In this document, the terminology "precision" of a string representing a float is number of digits that appear past the decimal point, e.g. 1.030400 has a precision of 6. The number of "significant figures" or "sig figs" for a string representing a float is the number of digits past the left-most non-zero digit. So 1.030400 has 7 sig figs. The string 1030 has a precision of 0 and may have 3 or 4 sig figs. When presenting a number to a certain number of sig figs, we first round the number to the digit place corresponding to that number of sig figs (based on the digit place of the most significant digit) then truncate the number to that digit. If that digit is the ones place or larger, then trailing zeros are added until the ones place.

Credits

sciform was heavily motivated by the float formatting provided in the prefixed and the value +/- uncertainty formatting in the uncertainties package.

Built-in Format Specification Mini Language

In Python, float objects can already be converted to string representations using built in formatting. For example, f'{0.00438:#.4g}' yeilds the string '0.004380'. Here the float 0.00438 has been formatted according to the format specification string '#.4g'. The rules for constructing format specification strings are specified in the format specification mini lanuage (FSML) documentation.

The built-in FSML has a few short-comings making it non-ideal for all scientific formatting tasks:

  • The built-in FSML lacks certain features around rounding and presenting floats based on significant figures (as opposed to precision) which makes it challenging to apply certain formatting strategies.
    • It is possible to specify sig figs for formatting using the e and gbuilt in formatting modes, but it is impossible to format numbers according to a specific number of sig figs while also presenting the numbers in fixed point format. Specifically, it is impossible to coerce the string formatting to perform rounding "above the decimal point". There is no way to format 123 to yield '120'. You can use f'{123:#.4g}' to get '123.0' (4 sig figs), but if you do f'{123:#.2g}' you get '1.2e+02'. This is because built-in float formatting does not allow formatting to perform rounding/truncation above the decimal point.
    • The # option is necessary to format to a specified number of sig figs in g mode (which must be used if you want any possibility of fixed-point sig fig formatting) but, this option means mantissa with no fractional part will include a trailing decimal point, e.g. f'{123:#.3g}' gives 123. which may be undesirable.
  • While built-in formatting does provide a means to fill a string to a certain overall width (including all non-numeric symbols), it does not provide a means to fill a string up to a certain digit place, e.g. add zeros up to the hundreds place which may sometimes be desirable.
  • In the sciences it is very common to display numbers in engineering notation in which the exponent is chosen so that it is an integer multiple of 3 and the mantissa is between 0.1 <= m < 1000. Built-in formatting has no functionality for this feature. See NIST Guide to the SI 7.9 for more details.
  • The built-in formatting has limited functionality for customizing the separation and decimal characters used to display numbers.

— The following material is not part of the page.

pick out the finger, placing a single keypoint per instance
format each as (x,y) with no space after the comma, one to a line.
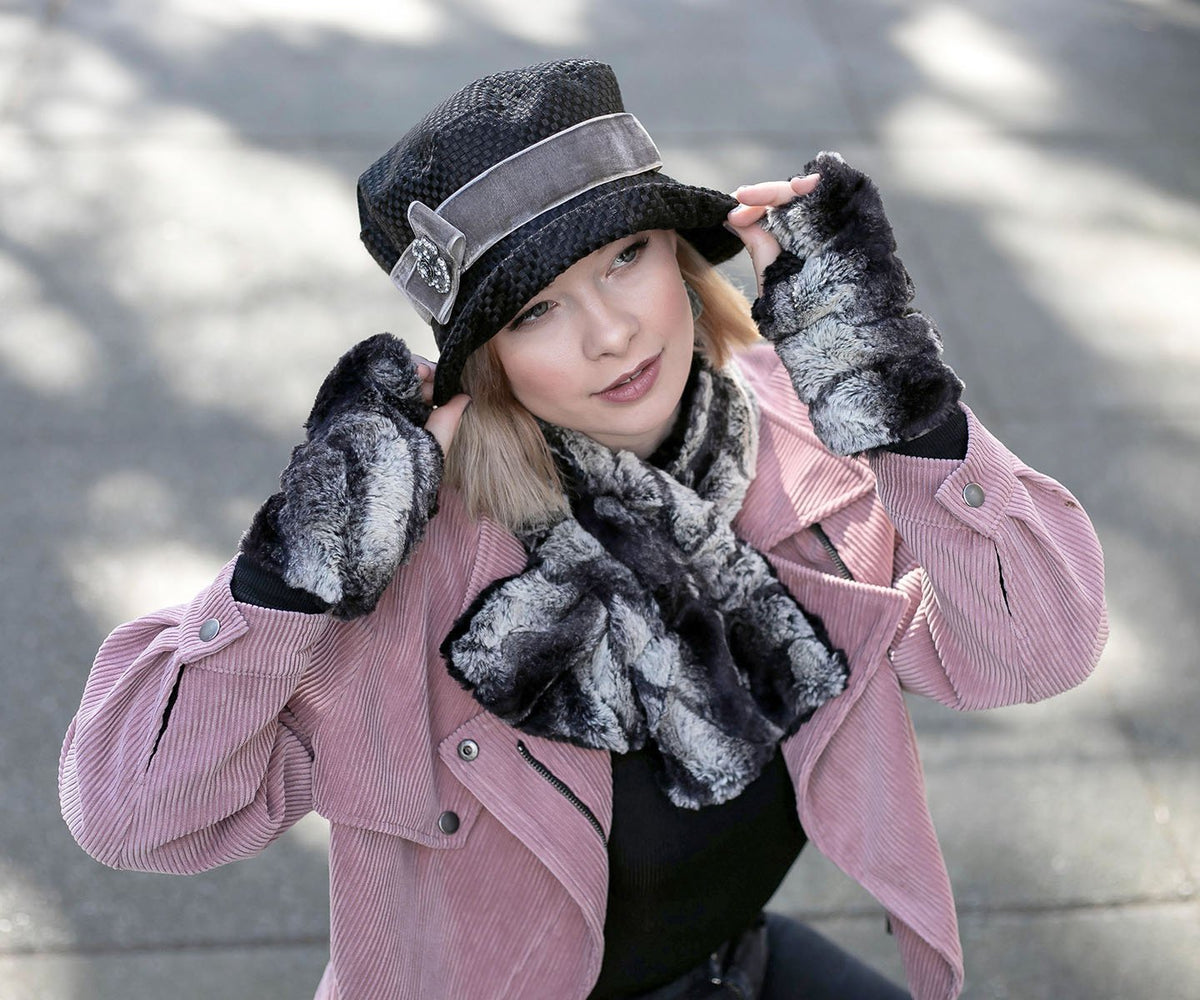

While these shortcomings are all minor, and can be worked around with simple helper functions, it would be most convenient if scientific float formatting could be easily accessed in-line during string formatting operations. This motivated the development of the sciform FSML.

sciform Format Specification Mini Language

sciform introduces a new FSML based on the built-in FSML but which avoids the shortcomings described above and includes a few additional features. These features include:

  • Flexible significant figure formatting
  • Engineering notation
  • Binary (base-2) exponent formatting
  • Flexible separator selection
  • Explicit exponent value specification

The sciform FSML is based on the built-in FSML, but it is not fully backwards compatible with it. For the sake of simplicity, some format specifications that are valid for the built-in FSML are invalid for the sciform FSML. Also, a valid built-in format specification may give different results when used as part of the built-in FSML compared to when used as part of the sciform FSML. These incompatibilities are captured in a section below.

The sciform format specification mini language is given by:

[fill "="][sign]["#"][fill_top_digit]
[thousands_separator][decimal_separator][thousandths_separator]
[prec_mode precision][format_mode][exp][prefix_mode]

Where the terms are described in the table below.

The sciform FSML is accessed via the sfloat object. Regular built-in floats are cast to sfloat objects which can be formatted using the sciform FSML.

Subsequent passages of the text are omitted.